Work has been completed on the VW Van (Still no name). A new awning was fitted, wind deflectors and a bonnet bib to protect against stone chips. Despite having drilled many holes in Wilson to mount lockers, jack mounts and cable access Dave approached drilling the VW with some trepidation but after measuring numerous times, watching youtube videos and speaking to experts the van was drilled and the awning mounting without too much drama.
We also added homage to our start in independent overland travel by adding the original Cyprus registration plate to the VW.
Wilson has also been getting some promised TLC with the front bumper removed to get refurbished and welded, the winch given a service and a clean up and the rear cross member cleaned up and painted. Still to complete are the roll cage and to fit a new snorkel. The original one was still held on solidly with Jubilee Clips fitted back in Turkey on the Big Trip in 2017 but rust in the mushroom intake meant reviving it wasn't an option or even financially beneficial.
For us the lockdown has been relatively easy to cope with when the weather is good and there are jobs to be done or by enjoying exercise in the fields and the cliffs / coastline over the back from us with Angela hitting her daily steps target no problem.
But when weather is miserable and we are forced to remain indoors it does become difficult. Angela is much better at keeping herself busy indoors whether knitting for the grand kids or deciding to paint and decorate the bathroom. For Dave painting and decorating are right beside shoving red hot pokers up your nose on the list of things to keep you occupied but ultimately got involved resealing the bath and shower area.
Dave did however create a 3-in-1 First Aid Kit for us to take on trips that covers everything from booboo injuries to trauma and is based on a kit the Overland Bound Medical Director created for members.
Throughout the day we try to spend as much time out doors as possible, Dave has been photographing some of the new feathered visitors or just sitting reading a book. Angela continues with weeding and planting in the garden.
With family there have been Facetime and Zoom get togethers and Dave has also been enjoying a few virtual campfire meets with members of Overland Bound. He even arranged for Michael and Corrie the founding members of Overland Bound based in California to jump into the virtual meet and chat to some of the members which was a great success.
Last week in England the lockdown was relaxed but not for us up here in Scotland. There is hope that the lockdown here will be eased to allow us to at least meet up with other family members and especially our grand kids but I think relaxing the rules to allow camping is still some way off.
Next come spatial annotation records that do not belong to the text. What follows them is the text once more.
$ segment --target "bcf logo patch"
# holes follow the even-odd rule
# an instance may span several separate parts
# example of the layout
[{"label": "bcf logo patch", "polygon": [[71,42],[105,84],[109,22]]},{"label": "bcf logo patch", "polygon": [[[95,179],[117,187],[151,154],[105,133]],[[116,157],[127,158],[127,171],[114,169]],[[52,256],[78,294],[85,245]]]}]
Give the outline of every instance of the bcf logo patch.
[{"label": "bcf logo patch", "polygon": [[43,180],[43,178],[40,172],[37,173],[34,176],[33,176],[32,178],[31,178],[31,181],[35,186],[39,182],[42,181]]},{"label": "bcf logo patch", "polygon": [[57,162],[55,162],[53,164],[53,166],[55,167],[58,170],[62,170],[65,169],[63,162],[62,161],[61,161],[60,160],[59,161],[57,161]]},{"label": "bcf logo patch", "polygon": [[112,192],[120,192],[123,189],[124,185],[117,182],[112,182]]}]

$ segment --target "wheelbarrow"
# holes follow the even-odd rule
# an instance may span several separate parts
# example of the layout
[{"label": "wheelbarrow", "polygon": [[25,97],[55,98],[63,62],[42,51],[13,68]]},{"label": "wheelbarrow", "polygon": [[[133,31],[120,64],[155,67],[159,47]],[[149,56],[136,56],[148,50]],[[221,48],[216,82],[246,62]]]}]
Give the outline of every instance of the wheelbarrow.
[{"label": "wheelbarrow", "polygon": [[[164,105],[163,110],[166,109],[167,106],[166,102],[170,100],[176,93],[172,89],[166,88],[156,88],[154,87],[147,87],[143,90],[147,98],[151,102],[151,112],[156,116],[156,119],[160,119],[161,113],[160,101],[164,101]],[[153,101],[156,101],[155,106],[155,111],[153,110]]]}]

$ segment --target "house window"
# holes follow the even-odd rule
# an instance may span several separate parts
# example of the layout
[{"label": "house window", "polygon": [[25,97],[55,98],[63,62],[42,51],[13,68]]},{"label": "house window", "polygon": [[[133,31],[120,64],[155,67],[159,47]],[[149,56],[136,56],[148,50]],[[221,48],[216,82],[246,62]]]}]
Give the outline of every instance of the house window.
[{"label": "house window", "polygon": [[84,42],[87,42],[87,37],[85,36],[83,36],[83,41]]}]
In reality the affects of Covid 19 we think will continue throughout this year into next year maybe longer with restrictions and much of our freedoms constrained whilst they try to control the pandemic which we realistically think will only be finally lifted once a vaccine is in place.
So overlanding as such no longer exists whilst the world is in lockdown meaning for the time being we can only plan trips, prepare our vehicles and when allowed go on small adventures and meets. There is also a rural backlash against visitors to the countryside or beauty spots whether they be in a motorhome, hikers / campers or overlanders and despite the various governments repeated assurances and reducing restrictions many rural communities have genuine concerns about the true safety of large numbers of visitors coming into their communities despite those political assurances. So we think the recovery and return to hopefully a new better normal will take some time. Until then we will remember some of our past trips, continue to prepare for future trips and try to keep not only ourselves safe but also the people we come into contact with. Then hopefully this will be over, never forgotten but we will be able to get back to the lifestyle we love travelling and overlanding.